Pepper Caster, one of a pair
Filled with ground or cracked pepper, these dainty unlined casters may have been used on the dining table in combination with open salts and salt spoons. The flat-chased decoration in the Islamic style that rings the bowls provides the exotic flavor of the Eastern-influenced design that became increasingly popular after the Civil War. Carpenter notes that objects decorated in the Islamic taste were in steady production at Tiffany & Co. throughout the later part of the nineteenth century, although the style was “never all pervasive at any one time,” as was Japanese design during the 1860s and 1870s.
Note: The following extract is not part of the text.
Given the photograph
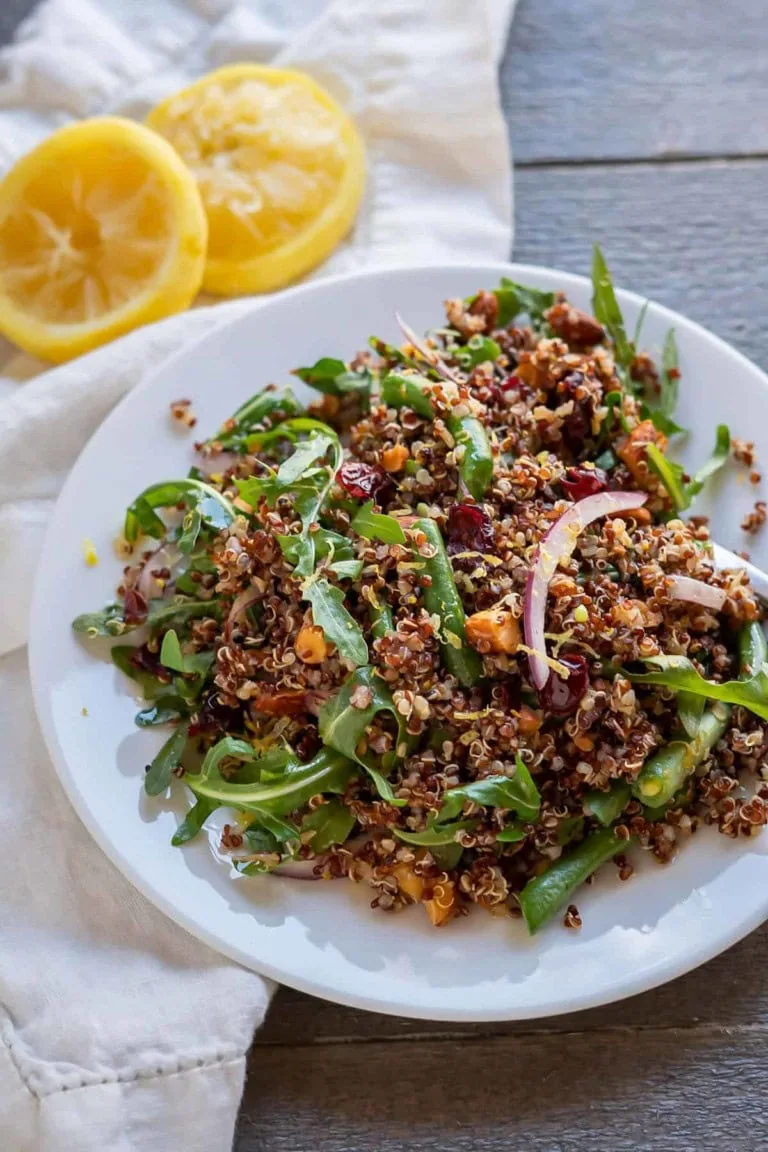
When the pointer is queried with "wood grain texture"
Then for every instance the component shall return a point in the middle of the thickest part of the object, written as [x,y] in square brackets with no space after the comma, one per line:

According to a recent study, the development of the use of Islamic sources by Edward C. Moore (1827 – 1891), Tiffany’s head silversmith from 1851 to 1891, falls into three phases, beginning in the late 1860s. The order number on these casters (3147) indicates a production date that falls in the early 1870s, during the first phase of designs in which Moore relied upon Islamic objects and ornament found in his own and the firm’s collection of artifacts and books. The second and third phases are characterized by Moore’s interpretations of the Eastern sources.
This text has been adapted from "Silver of the Americas, 1600-2000," edited by Jeannine Falino and Gerald W.R. Ward, published in 2008 by the MFA. Complete references can be found in that publication.